All the exterior scenes are lit by a dynamic sun, while some interiors employ dynamic lights for atmospheric effect, most notably in Istanbul’s cisterns, where lanterns sway gently and throw interesting light patterns against the walls. “We also used them for dramatic effect. In the dam level, for example, we have an enemy guard assuming a threatening pose, while his looming shadow is thrown large against the wall via a dynamic light,” says Cooper. “While there are also fake volumetrics in several locations, we’ve tried to go a step further than the traditional alpha-blended cone by adding particle dust motes for more substance.”

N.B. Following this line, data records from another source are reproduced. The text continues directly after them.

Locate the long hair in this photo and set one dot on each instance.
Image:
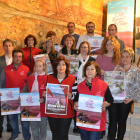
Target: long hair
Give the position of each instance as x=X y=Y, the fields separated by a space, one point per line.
x=116 y=56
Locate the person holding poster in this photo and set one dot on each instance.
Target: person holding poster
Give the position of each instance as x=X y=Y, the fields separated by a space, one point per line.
x=49 y=49
x=69 y=46
x=90 y=27
x=60 y=124
x=120 y=109
x=29 y=51
x=112 y=31
x=37 y=83
x=13 y=76
x=92 y=85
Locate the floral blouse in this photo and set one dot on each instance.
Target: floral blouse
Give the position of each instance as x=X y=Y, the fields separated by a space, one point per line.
x=132 y=83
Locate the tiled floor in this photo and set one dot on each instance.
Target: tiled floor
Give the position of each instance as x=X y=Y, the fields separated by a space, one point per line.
x=6 y=135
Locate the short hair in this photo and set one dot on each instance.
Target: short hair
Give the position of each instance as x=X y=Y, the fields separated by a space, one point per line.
x=52 y=48
x=17 y=51
x=89 y=47
x=8 y=40
x=73 y=39
x=70 y=23
x=90 y=23
x=50 y=34
x=97 y=67
x=113 y=25
x=116 y=56
x=130 y=51
x=57 y=61
x=30 y=36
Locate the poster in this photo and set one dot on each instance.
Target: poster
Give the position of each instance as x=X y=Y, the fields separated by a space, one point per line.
x=57 y=48
x=89 y=111
x=56 y=99
x=121 y=13
x=115 y=81
x=9 y=101
x=74 y=62
x=95 y=43
x=30 y=107
x=48 y=62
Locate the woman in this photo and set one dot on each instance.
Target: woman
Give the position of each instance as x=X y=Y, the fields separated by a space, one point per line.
x=49 y=49
x=69 y=46
x=110 y=55
x=120 y=110
x=92 y=85
x=60 y=124
x=29 y=51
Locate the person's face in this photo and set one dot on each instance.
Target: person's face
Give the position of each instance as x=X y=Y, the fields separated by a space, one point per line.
x=30 y=42
x=39 y=67
x=17 y=59
x=90 y=28
x=91 y=71
x=84 y=49
x=112 y=31
x=68 y=42
x=71 y=28
x=8 y=47
x=61 y=67
x=109 y=46
x=126 y=59
x=49 y=44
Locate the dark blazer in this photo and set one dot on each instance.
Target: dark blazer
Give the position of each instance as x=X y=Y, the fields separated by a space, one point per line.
x=2 y=63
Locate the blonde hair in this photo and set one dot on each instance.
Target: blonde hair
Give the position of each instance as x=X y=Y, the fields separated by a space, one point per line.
x=116 y=56
x=44 y=64
x=45 y=47
x=130 y=51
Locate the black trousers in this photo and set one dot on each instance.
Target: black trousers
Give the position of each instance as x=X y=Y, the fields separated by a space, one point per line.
x=59 y=127
x=118 y=116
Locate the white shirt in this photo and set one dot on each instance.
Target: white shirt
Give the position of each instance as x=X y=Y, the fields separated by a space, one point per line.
x=85 y=38
x=8 y=60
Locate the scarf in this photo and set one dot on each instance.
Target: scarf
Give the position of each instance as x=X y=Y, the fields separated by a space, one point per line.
x=80 y=71
x=35 y=87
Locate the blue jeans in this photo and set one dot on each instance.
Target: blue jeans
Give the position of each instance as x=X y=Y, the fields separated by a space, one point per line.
x=90 y=135
x=13 y=119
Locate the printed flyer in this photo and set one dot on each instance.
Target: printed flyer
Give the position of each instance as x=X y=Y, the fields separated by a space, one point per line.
x=95 y=43
x=48 y=62
x=89 y=111
x=74 y=62
x=56 y=99
x=115 y=81
x=30 y=107
x=9 y=101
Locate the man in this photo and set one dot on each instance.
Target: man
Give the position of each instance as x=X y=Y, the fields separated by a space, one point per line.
x=5 y=60
x=112 y=31
x=13 y=76
x=71 y=28
x=90 y=27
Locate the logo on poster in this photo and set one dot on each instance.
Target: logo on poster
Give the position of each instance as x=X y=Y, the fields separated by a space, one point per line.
x=29 y=99
x=89 y=103
x=9 y=94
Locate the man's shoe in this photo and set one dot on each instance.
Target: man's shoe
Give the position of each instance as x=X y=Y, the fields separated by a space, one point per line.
x=0 y=133
x=12 y=138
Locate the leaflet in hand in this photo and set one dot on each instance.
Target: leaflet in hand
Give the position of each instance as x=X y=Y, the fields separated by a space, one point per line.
x=48 y=62
x=89 y=111
x=56 y=99
x=30 y=107
x=115 y=81
x=9 y=101
x=74 y=62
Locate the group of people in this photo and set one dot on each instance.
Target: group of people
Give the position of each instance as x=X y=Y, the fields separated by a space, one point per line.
x=18 y=69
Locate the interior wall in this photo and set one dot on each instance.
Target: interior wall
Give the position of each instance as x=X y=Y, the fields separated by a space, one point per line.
x=18 y=18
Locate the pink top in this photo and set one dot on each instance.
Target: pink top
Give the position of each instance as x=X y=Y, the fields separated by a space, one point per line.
x=105 y=63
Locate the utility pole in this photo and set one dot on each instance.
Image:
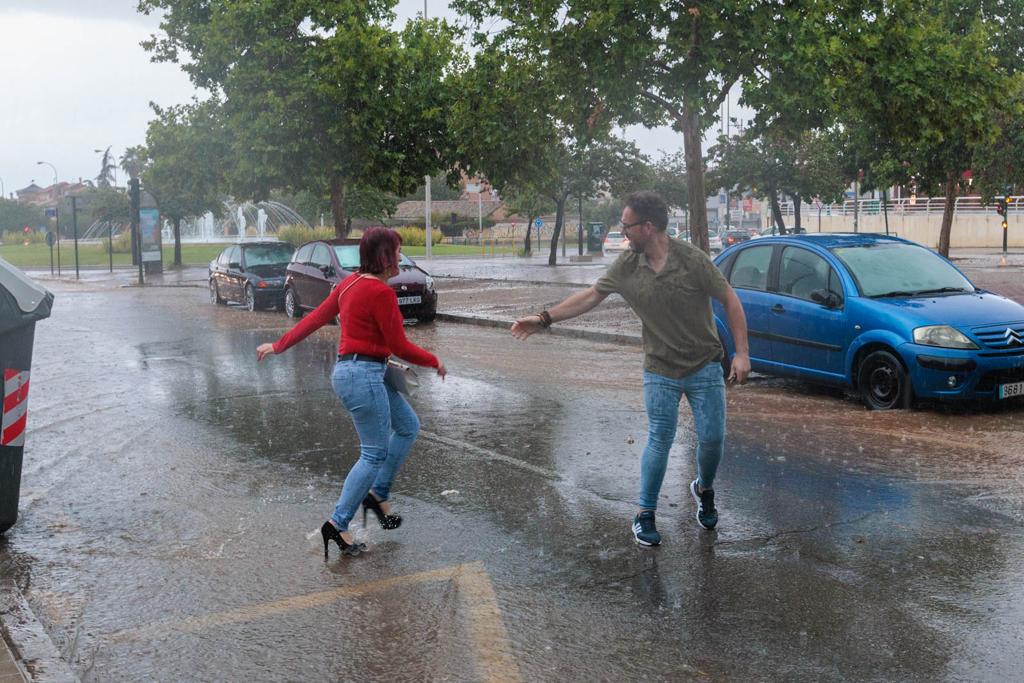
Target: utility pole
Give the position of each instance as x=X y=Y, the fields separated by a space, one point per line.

Since dynamic lighting is memory expensive, Bizarre was cautious in its use, but its full power is on display in a modern Bangkok aquarium. “We applied a shader to the water in the fish tank that simulates light scattering and light shafts. This not only gives the water a lot of depth, but also the impression of a strong light shining into the water from above the tanks,” describes Craig. “Coupled with this is a real-time caustic effect, which is used on the floor and walls of the tanks and projects out of the glass and into the room. When you look through the tanks and up and out of the water, you can see the lights of the room above refracted through the animated water surface.”
Blood Stone is Forever
Along with its physics and lighting capabilities, the Horizon engine also features a powerful weather system for real-time, atmospheric weather simulations. Using particle effects, artists could introduce snow flurries, great slanting sheets of rain, real-time dynamic lightning flashes, and distance fog to set the mood, all of which unfold dynamically through the game engine.
Blood Stone doesn’t mark the first time a studio has turned to a video game to defibrillate a franchise back into the public consciousness. Last year, Rocksteady’s Arkham Asylum helped Warner Bros. catapult Batman back into the limelight with the same commercial and critical acclaim as The Dark Knight (see “Dark Matter,” October 2009).
At this time, MGM’s lenders have given the studio a reprieve, extending its debt repayment period. Craig has returned to work on Bond 23, with Sam Mendes set to shoot in mid- to late-2011. Regardless of the film’s fate, Blood Stone should be destined to become far more than a placeholder in the public consciousness; rather, an important, lasting entry in Bond’s storied canon.